Start by using the general rules listed above for selecting primers, powder, and bullet type, weight, seating depth, and crimp. Start with a reasonable load (no less than the minimum powder charge listed in a manual). Select twenty bullets within one or two grains of the specified bullet weight. Load one round with the starting powder charge, then the next round with an increment of about 0.2 or 0.3 grains, etc. until you load twenty rounds. Ensure that your maximum charge will not exceed the manual's maximum listed charge; if it will, then decrease the charge increment until you can load twenty rounds without exceeding the maximum charge. Also, load five additional rounds for fouling shots with the minimum powder charge and same bullets. Then, use a permanent marker to mark the powder weight on each cartridge case so that you don't lose track of which is which.
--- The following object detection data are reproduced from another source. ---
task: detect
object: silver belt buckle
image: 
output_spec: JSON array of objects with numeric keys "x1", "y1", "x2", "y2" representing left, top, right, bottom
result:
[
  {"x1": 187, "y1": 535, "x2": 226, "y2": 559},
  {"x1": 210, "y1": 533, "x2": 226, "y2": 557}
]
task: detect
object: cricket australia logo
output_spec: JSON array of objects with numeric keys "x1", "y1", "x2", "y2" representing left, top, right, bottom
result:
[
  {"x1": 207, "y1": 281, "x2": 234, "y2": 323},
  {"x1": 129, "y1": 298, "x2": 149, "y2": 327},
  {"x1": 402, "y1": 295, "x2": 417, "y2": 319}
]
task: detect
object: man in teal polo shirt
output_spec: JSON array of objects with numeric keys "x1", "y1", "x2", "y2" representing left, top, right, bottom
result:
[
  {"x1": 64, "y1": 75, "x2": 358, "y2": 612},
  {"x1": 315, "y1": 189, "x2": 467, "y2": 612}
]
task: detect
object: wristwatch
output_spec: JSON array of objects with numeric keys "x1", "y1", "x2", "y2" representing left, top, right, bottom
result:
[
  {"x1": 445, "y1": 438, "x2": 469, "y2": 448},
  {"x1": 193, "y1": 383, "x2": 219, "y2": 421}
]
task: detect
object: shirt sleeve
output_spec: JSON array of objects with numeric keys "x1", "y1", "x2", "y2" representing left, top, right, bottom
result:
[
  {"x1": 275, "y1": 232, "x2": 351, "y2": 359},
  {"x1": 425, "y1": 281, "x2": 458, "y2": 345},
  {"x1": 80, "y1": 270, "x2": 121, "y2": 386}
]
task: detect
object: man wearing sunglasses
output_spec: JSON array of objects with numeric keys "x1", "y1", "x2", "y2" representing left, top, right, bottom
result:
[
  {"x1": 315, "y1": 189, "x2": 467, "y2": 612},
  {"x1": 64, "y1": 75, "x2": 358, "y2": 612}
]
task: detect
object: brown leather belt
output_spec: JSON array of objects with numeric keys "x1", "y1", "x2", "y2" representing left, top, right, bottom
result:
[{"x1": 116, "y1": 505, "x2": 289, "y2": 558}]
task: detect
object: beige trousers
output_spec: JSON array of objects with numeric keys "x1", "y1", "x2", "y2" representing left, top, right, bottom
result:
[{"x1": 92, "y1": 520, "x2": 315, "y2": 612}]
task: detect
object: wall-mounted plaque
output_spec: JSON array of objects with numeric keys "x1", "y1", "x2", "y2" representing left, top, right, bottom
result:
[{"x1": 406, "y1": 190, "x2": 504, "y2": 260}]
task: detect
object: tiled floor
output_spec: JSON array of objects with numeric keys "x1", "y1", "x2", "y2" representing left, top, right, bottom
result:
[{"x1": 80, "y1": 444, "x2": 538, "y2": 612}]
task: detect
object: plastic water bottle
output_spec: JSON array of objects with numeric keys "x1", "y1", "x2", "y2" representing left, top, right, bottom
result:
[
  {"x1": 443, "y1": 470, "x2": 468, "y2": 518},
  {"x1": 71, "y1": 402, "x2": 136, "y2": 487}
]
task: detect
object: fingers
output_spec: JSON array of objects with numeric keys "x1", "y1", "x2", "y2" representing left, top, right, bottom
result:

At the range, fire the gun in a consistent manner. You're not testing your bull's-eye-shooting ability, so try to fire each round in exactly the same way as the last round while aiming at the same point each time. Your firing position (a solid bench rest) must be at least 200 yards from the target; you may find that the method works better at 300 yards, instead. Start with the five fouling rounds, then work your way up the powder weights, numbering the shots and shot holes in the target to identify which shot caused which holes. This is crucial, so mark the target after each shot, or use a good spotting scope to track the hits on paper from the firing point.
You may shoot over a chronograph, but don't be concerned if the velocities do not increase consistently. The important part is to look for groups of bullet holes in the target. Usually, the shots will march up the target, then form a group, then begin up the target again, etc. Several groups may form; look for small groups formed by consecutive shots. Those groups indicate a "sweet spot" for the rifle, where small variations in powder charge cause little change in accuracy.
Pick the charge weight from the middle of the best group, and use it as your charge weight for the particular cartridge and bullet combination.